鲁迅文学院发了毕业证后,同学们又集体投考北京大学中文系作家进修班。我也考了,待得到录取通知书时,忽然觉得再念两年中学时梦寐以求的最高学府固然美气,可屈指一算,已三十六七岁了,念成个博士于我何用之有?便儿戏般地卷起行李返回家,当我的专业创作员。同学情深,舍不得我们几个离去的就三四十人联名写信往回感召,我到底眼光短浅,却了同学们的盛情,再没回去听课,只好每每独自或约了战友到书店书摊买新书自己看。虽然看不出大名堂,也只能如此而已了。边写边读,边读边写,写好写赖自成乐趣。

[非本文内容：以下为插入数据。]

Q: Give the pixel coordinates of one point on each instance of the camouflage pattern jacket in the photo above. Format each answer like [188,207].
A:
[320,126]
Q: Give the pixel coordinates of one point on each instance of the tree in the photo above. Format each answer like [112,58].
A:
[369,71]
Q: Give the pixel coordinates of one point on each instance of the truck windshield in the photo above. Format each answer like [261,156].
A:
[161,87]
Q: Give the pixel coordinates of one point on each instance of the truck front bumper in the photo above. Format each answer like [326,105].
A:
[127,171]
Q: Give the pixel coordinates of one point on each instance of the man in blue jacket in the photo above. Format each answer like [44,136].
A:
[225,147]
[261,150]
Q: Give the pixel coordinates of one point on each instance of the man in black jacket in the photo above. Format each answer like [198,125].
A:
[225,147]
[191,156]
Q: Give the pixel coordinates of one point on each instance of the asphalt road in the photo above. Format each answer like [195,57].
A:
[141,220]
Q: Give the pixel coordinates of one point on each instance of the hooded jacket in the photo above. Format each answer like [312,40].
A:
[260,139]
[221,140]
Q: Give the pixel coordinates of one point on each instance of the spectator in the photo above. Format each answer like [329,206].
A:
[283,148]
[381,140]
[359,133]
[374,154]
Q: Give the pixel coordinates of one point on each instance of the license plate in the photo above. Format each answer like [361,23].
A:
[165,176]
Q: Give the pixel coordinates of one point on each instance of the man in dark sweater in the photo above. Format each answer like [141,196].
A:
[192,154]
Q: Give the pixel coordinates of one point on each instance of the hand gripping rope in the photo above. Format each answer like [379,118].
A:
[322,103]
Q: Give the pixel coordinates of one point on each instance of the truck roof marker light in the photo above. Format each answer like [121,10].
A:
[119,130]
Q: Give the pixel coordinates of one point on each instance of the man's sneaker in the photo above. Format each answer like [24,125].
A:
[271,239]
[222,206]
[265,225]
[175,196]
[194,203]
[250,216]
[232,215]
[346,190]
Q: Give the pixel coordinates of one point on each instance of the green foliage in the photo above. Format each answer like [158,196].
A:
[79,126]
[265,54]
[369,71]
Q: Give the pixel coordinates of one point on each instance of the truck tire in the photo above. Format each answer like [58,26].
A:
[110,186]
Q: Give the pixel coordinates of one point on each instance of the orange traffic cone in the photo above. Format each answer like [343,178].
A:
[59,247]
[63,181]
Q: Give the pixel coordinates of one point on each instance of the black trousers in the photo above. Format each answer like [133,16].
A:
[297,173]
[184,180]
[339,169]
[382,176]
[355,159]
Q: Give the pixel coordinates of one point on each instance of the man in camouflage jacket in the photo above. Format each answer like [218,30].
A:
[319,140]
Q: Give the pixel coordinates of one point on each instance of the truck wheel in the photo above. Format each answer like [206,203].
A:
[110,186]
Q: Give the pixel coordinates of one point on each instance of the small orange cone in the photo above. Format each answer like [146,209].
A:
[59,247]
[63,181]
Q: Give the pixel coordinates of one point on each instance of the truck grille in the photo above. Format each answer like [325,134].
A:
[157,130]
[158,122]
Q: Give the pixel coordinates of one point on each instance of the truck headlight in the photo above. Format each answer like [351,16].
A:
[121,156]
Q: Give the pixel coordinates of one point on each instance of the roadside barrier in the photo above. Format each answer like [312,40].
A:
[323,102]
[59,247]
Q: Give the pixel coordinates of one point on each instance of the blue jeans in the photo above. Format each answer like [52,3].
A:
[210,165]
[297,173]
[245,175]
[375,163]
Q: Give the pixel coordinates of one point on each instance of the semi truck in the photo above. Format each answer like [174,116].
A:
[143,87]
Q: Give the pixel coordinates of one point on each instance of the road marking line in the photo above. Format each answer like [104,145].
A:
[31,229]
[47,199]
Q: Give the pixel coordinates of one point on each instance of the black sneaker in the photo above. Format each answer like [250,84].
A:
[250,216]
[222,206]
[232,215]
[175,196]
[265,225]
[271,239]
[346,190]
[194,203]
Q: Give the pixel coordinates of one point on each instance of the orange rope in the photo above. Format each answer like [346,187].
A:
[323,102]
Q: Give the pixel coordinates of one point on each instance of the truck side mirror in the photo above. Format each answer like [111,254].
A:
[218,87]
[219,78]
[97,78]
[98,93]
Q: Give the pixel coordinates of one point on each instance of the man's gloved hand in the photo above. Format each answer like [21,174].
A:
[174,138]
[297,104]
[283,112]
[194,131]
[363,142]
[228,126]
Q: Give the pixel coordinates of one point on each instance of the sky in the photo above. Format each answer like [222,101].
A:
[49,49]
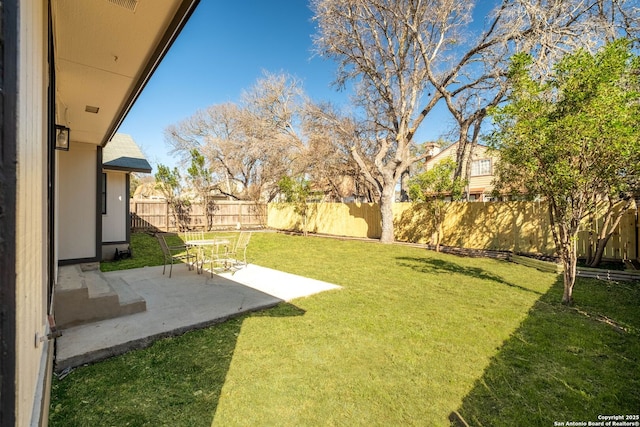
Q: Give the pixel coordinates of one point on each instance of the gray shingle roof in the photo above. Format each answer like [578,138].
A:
[122,153]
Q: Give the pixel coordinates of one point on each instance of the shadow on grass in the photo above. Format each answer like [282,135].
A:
[563,363]
[175,381]
[431,265]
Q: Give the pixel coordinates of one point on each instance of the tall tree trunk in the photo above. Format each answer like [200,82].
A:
[569,257]
[386,214]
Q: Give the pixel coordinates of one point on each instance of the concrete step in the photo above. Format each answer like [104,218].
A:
[84,295]
[130,302]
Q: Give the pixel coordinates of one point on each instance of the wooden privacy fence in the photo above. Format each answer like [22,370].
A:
[503,226]
[159,216]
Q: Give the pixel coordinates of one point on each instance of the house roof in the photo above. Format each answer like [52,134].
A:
[122,153]
[105,51]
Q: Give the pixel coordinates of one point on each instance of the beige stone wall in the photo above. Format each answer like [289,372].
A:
[77,201]
[512,226]
[31,232]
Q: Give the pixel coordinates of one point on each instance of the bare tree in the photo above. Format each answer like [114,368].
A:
[329,165]
[407,56]
[249,146]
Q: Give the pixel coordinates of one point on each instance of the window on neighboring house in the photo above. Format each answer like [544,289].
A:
[481,167]
[104,193]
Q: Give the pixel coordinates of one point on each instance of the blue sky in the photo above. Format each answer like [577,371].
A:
[222,51]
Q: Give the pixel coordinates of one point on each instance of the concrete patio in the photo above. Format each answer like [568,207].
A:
[178,304]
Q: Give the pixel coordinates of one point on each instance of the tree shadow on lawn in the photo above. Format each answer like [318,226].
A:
[432,265]
[564,363]
[175,381]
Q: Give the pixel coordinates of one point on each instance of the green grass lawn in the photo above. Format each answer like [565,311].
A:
[412,337]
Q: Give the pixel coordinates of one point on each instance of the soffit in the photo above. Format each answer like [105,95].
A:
[102,52]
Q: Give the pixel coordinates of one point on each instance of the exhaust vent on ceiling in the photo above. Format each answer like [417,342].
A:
[127,4]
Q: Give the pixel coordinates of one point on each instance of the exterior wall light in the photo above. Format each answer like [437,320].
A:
[62,137]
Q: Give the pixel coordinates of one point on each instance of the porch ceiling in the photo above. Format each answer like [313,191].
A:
[105,51]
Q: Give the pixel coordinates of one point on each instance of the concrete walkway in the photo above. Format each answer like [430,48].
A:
[178,304]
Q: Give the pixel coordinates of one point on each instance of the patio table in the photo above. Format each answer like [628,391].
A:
[200,246]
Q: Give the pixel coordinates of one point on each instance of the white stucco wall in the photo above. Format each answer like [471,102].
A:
[115,220]
[31,207]
[77,201]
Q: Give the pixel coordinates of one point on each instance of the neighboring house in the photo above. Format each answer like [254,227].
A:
[120,157]
[70,71]
[481,174]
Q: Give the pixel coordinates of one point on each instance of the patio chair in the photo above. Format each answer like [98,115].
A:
[216,255]
[193,235]
[173,253]
[237,255]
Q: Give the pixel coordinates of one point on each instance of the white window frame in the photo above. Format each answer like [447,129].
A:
[481,167]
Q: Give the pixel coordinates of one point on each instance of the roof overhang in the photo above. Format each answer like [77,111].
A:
[105,52]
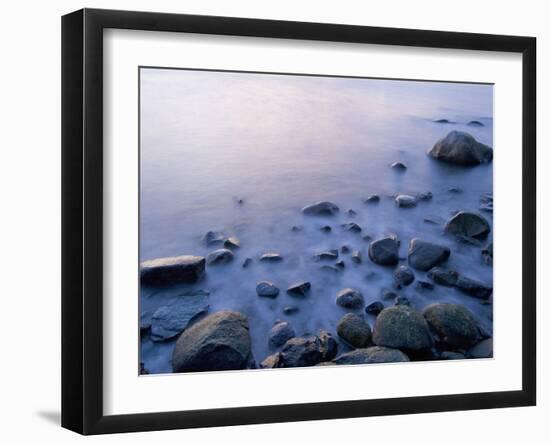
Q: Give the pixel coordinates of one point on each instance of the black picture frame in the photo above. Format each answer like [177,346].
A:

我个人经历不怎么幸运。十多岁亲手埋葬过弟弟,二十几岁埋葬过妹妹,不到三十岁埋葬了母亲,三十多岁又埋葬了父亲,而父母双双患有最讨厌的精神分裂症。这前后还一次次去火化战友、同志,一次次参加一点儿都不认识的人的追悼会。所以二十多岁就开始做恶梦,梦中和现实不停地斗,同亲人搏斗,斗得心惊肉跳,精疲力尽,所以最近疯父亲去世我高兴万分。我不但赞成优生而且赞成优死,所以我的作品里常常出现死、痛苦及不幸人的善良、友爱与奋斗,所以我认为美丽出自痛苦,所以我相信有爱才能有才华,所以没受过苦和磨难的人说的话我不轻信,所以……
坐地日行八万里。已经三十七八个年头了,我该和同龄的新中国在浩浩宇宙走过多少曲曲弯弯的里程?不知还能吃多少餐饭,喝多少回水,呼吸多少次也不知比外国洁净还是浑浊的空气?今后,自豪呢自悲呢,骄傲呢气馁呢?如果能在生前而不是死后或梦中到地球的另一个方位去亲眼看看我的祖国,我就会踏踏实实明白我的作品怎么写了。现在我只能把我的生活体验和体验到的生活参照站得高、走得远、看得深的先知先觉们的脚步盲目而自觉地推动自己的笔伐。好呢?差呢?比原来好呢?比原来差呢?不知道。只知道我不是个馅饼匠,所以便有理由不去强求自己的作品一篇比一篇好。
没什么舍得炫耀的事好写。卑微、不光明磊落、不道德需忏悔的念头和行为都有,篇幅有限,暂不一一道来了,死前一定写篇忏悔录。